ACT(アクセプタンス&コミットメント・セラピー)において、**「価値」と「コミットされた行為」**は、心理的柔軟性を高めて「大切なことをする(do what matters)」ための非常に重要なプロセスです。

簡単に言うと、**「価値」は人生で進むべき「方向性(コンパス)」であり、「コミットされた行為」はその方向に沿って「実際に一歩を踏み出すこと」**を指します。


1. 「価値(Values)」:人生の北極星

価値とは、個人によって「重要で意味がある」と定義された道筋や方向性のことです。

  • 何になりたいか: 自分が真にどのような人間になりたいか、何を主張したいかを定義するものです。
  • 終わりのない旅: 価値の最大の特徴は、**「恒久的に達成されることがない」**点にあります。例えば、「学習する」という価値に終わりはありません。
  • 個人的な選択: 価値は他者や文化が決めるものではありません。出典資料では、**「誰も私がこれをしていることを知らなくても、私にとってそれはまだ重要だろうか?」**と自問することで、真の価値を見極めるよう提案しています。

2. 「コミットされた行為(Committed Action)」:有言実行

コミットされた行為とは、特定された価値に沿って、実際に**行動を変化させる(有言実行する)**ことです。

  • 行動の変容: ACTの目的は内面的な思考や感情を変えることではなく、最終的に行動を変えることにあります。
  • 具体的戦略: 価値ある方向に動くために、問題解決戦略、曝露(エクスポージャー)技法、断言的なコミュニケーションスキルなどが用いられることもあります。

3. 「価値」と「目標」の決定的な違い

混同されやすいですが、ACTでは価値と目標を明確に区別します。

項目価値(Values)目標(Goals)
性質終わりのない方向性完了できる終点
チェックTo Doリストには載らない達成時にチェックを付けられる
「愛情深い親であること」「今夜、子供と30分遊ぶ」

4. 障害を乗り越えるための「心理的柔軟性」

価値に沿った行動をとろうとすると、必ず不安や恐怖といった**「内的な障害(思考や感情)」**が生じます。

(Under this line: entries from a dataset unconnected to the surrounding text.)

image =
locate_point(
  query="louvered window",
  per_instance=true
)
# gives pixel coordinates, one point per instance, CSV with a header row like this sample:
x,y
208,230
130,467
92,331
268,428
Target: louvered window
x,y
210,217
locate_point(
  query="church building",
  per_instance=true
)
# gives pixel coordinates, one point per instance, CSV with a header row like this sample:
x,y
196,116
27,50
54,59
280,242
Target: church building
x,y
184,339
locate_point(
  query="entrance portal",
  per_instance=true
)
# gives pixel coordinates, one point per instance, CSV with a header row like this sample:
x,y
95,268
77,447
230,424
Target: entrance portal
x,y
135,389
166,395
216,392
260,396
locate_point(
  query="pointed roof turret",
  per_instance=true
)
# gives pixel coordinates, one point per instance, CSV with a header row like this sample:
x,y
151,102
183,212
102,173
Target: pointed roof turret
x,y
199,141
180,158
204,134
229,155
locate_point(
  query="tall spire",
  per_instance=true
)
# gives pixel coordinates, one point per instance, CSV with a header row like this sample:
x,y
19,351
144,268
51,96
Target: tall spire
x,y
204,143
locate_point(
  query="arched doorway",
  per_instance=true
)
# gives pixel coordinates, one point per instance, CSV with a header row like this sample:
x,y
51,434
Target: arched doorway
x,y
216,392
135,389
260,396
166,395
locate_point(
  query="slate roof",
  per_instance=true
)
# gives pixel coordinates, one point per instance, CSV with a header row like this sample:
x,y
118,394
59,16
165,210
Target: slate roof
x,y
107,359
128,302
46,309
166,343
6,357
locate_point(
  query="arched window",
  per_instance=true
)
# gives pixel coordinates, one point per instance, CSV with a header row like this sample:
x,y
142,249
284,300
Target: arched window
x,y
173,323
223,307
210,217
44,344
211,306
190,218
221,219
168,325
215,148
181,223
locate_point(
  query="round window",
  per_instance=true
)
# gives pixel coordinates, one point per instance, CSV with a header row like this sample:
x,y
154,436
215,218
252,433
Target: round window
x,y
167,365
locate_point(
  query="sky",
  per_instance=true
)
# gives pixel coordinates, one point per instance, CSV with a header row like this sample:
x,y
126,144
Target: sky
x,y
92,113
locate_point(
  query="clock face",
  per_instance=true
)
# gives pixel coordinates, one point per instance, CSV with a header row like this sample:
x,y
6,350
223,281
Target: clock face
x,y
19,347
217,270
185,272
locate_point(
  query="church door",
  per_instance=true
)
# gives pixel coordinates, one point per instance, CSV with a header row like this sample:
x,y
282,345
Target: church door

  • 格闘を避ける: これらの障害を無理に消そうとすると(経験的回避)、かえって行動が制限されてしまいます。
  • 他プロセスの活用: そのため、アクセプタンス(受容)や脱フュージョンといった他のプロセスを使い、不快な感情を抱えたままでも**「代替の、価値に基づいた選択」**(例:不安を感じつつも大切な試合に出席する)ができるようにトレーニングします。

これまでの議論に関連させると、日本の「世間」や「空気」といった外在的な物語(内容としての自己)に縛られるのではなく、自分自身の**「価値」を再定義し、それに基づいた「責任ある行動(コミットされた行為)」**を選択することが、ACTが目指す自律的な生き方であると言えます。